The interview was clearly to promote her latest album Nashville Tears: The Songs of Hugh Prestwood – he being, in the words of the interviewer, a mostly unknown songwriter: “big deal in Nashville, but not known elsewhere”, she admits. (“Rumer” is an adapted stage name – she is really just Sarah Joyce.) Details online.
Let’s choose one paragraph from the interview to set the tone:
“Born in 1979 in Pakistan to British parents after her engineer father was stationed in the country, Joyce grew up wondering why her seven siblings looked so little like her. Then, when she was 11, her mother revealed the reason: her real father was the family cook.”
Good start, pure gold for any interviewer. Anyway, to slide quickly to the point for us south Londoners who are not necessarily avid followers of country music (although the interviewer/critic in the Sunday Times really likes this new album), here’s the bit about Herne Hill because obviously the family came back to the UK:
“Joyce was discovered [comment: this would be around 1988/89 it seems] by La Honda’s founder, Malcolm Doherty, at the Half Moon pub in Herne Hill, where she was working as a barmaid. (In 2016 she published a historic list of poetically named local characters barred from the Half Moon, including Staring Pervert, Flat Cap Coke Fiend and, best of all, Tall Chavvy Fighting Idiot of Old. She claims that making the list public remains her greatest achievement.)”
Note to other neophytes in the ever-trending current music scene: Malcolm Doherty, the so-called discoverer of Ms Joyce at The Half Moon in the late 1980s, founded the British acoustic pop band La Honda. They recorded their debut album in 2001 which due to the break up of the band, shortly after these sessions, never got released until 2013. But their lead vocalist was our new heroin Sarah Joyce who went on to find major success as ‘Rumer’. Since the failure of his own band, Doherty has cunningly reinvented himself and is now better known, among those who follow such things, as the musical director for Daphne Guinness, the socialite and fashion guru turned wacky singer who has indeed just released a new album ‘Revelations’.

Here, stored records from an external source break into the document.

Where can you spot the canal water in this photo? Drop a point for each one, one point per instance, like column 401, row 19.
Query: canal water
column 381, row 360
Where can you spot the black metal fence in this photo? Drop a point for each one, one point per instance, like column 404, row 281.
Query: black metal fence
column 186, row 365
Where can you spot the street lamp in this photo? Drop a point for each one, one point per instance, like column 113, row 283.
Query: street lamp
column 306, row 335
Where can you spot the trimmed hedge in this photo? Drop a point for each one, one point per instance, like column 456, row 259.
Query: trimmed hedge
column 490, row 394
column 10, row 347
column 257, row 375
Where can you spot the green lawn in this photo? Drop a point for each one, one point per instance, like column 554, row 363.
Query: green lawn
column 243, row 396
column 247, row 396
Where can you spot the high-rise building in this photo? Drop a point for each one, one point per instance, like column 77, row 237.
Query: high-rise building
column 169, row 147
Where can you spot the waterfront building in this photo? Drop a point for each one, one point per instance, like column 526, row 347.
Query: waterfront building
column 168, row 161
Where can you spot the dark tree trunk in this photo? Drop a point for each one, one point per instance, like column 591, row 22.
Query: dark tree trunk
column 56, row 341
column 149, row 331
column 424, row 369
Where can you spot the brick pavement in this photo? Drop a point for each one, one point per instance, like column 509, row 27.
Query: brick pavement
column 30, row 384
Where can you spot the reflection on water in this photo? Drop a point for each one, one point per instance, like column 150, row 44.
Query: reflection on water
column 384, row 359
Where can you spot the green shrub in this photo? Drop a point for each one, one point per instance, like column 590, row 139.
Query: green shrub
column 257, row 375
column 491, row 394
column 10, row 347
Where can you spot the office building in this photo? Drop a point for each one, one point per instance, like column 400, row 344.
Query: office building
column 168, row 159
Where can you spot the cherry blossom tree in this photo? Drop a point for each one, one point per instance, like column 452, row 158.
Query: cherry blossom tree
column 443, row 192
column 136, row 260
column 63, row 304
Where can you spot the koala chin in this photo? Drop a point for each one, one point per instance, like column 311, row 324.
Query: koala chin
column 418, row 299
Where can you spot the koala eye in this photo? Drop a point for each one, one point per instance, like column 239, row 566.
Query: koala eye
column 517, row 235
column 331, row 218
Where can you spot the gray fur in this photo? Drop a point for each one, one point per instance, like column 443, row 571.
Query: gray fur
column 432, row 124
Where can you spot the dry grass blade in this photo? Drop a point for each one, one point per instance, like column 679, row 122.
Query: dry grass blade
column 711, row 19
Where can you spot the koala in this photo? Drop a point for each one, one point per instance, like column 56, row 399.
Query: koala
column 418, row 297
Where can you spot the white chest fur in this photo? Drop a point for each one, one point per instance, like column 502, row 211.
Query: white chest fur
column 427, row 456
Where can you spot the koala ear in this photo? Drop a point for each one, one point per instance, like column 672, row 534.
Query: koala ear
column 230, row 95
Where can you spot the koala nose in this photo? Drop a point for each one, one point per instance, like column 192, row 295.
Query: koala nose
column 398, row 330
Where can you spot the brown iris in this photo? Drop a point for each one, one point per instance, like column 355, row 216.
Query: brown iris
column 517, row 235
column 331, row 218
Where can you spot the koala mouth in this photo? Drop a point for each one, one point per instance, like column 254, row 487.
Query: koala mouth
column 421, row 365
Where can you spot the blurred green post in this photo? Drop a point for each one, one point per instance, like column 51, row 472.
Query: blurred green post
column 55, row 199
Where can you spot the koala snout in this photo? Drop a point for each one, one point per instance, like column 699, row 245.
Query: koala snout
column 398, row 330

The short article about Sarah Joyce signs off on an engaging note: in the cover photograph of the new album Joyce stands at a kitchen sink, eyes closed, looking as if she’s dreaming about being somewhere else entirely.
“I wanted to stand at the kitchen sink,” she says, “because that is my reality”.
“After all she’s been through, it doesn’t seem like such a bad reality.”
There are plans for a concert here in London next March in the Queen Elizabeth Hall, as well as an appearance at the Edinburgh Festival and elsewhere in the UK. Let’s hope these events can go ahead.